For a second month, New York State Department of Environmental Conservation (DEC) delegate Bill Rudge did not attend the meeting.

The River Reporter made repeated inquiries about the landfill status to DEC’s regional office beginning on April 11 and received an email response on May 1, after last week’s edition was completed. The response provided a description and history, but little about the agency’s current oversight. “…DEC last inspected the landfill in 2017 and noted that the tank contained leachate but was not overflowing. There were no signs of recent overflows. DEC routinely inspects inactive landfills, and Barnes is typical of many sites that DEC is managing statewide.”

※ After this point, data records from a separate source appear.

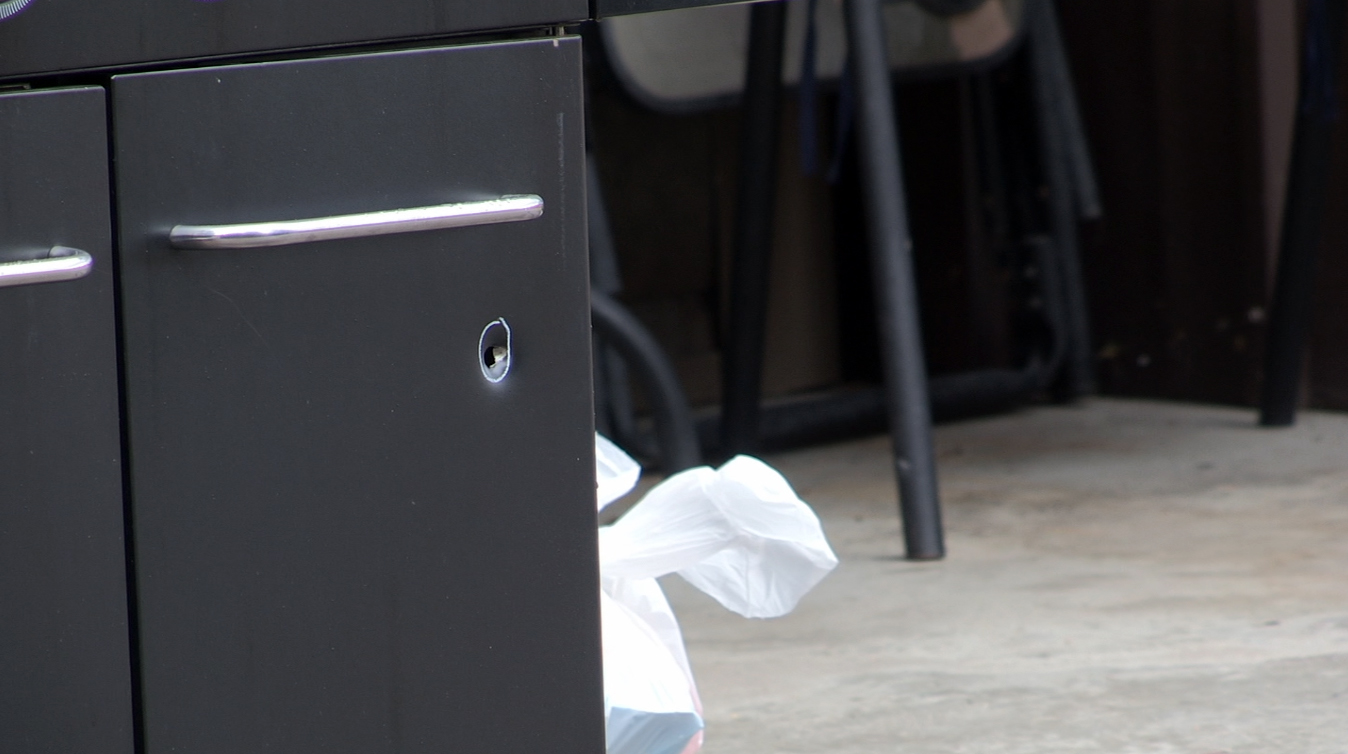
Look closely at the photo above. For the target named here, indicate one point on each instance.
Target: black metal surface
(51, 35)
(347, 538)
(603, 8)
(895, 290)
(65, 672)
(742, 360)
(1293, 301)
(639, 350)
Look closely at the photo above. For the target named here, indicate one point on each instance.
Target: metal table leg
(1290, 316)
(895, 289)
(742, 359)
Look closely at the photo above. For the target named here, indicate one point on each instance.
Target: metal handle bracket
(61, 263)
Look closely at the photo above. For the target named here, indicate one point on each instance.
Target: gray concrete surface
(1122, 576)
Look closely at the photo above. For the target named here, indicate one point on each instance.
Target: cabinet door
(55, 35)
(348, 537)
(65, 673)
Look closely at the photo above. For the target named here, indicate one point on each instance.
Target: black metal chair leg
(742, 358)
(1290, 317)
(673, 416)
(901, 337)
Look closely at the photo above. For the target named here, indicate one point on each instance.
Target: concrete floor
(1122, 577)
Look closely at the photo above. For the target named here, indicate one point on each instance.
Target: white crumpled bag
(738, 533)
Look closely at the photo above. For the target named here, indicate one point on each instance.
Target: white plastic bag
(738, 533)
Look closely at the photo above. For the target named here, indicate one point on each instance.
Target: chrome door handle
(61, 263)
(287, 232)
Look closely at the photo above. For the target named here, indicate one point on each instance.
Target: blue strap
(843, 123)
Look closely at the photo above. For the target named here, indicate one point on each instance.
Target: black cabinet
(53, 35)
(348, 534)
(65, 672)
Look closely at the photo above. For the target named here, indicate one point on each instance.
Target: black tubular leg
(673, 416)
(742, 359)
(1290, 317)
(1079, 368)
(895, 289)
(1069, 115)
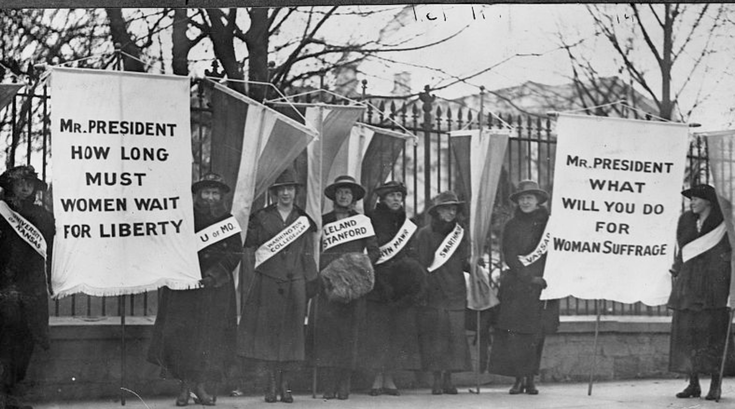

UDC resource specialist Pete Golod said he is in the first phase of the research he needs to do before making a planned inquiry to DEC and the Delaware River Basin Commission (DRBC) as directed at the April meeting of UDC’s Water Use & Resource Management Committee (WURM). Golod said that will involve researching years of newspaper clippings and other documents between 1986 and the completion of the engineered closure 1992.

With the escrow funds depleted and no apparent land ownership, the question remained as to who is now responsible for pumping leachate from the leachate tanks. With DEC absent last week, WURM chair Fred Peckham asked DRBC delegate Peter Eschbach if the agency would respond to questions about the landfill. Eschbach said DRBC would forward any landfill queries to DEC.

While the DEC response was measured and slow in coming, another source said DEC is no longer concerned with tank overflow and is instead regularly monitoring a test well nearer downgrade campground sites.

In other business, the council heard the National Park Service (NPS) announce a funding arrangement to replace the $7,828 that UDC paid for accounting services in fulfilling an NPS demand for 30 years of audit reports during a financial review last fall. Those same reports had been filed annually without NPS comment over the 30-year period.

They heard Eschbach report that DRBC had received 9,000 written comments and 200 oral testaments during public hearings on proposed rules governing fracking in the basin. He said those documents and comments are now being reviewed. From those he’d read, Eschbach commented, “We seemed to have pissed off everyone, so we must be doing something right.”

Delaware delegate Harold Roeder commented on gas drilling, noting that drilling in Susquehanna County, PA had added $4.6 billion to the economy and “water degradation had never been proven. It can all exist together,” he said.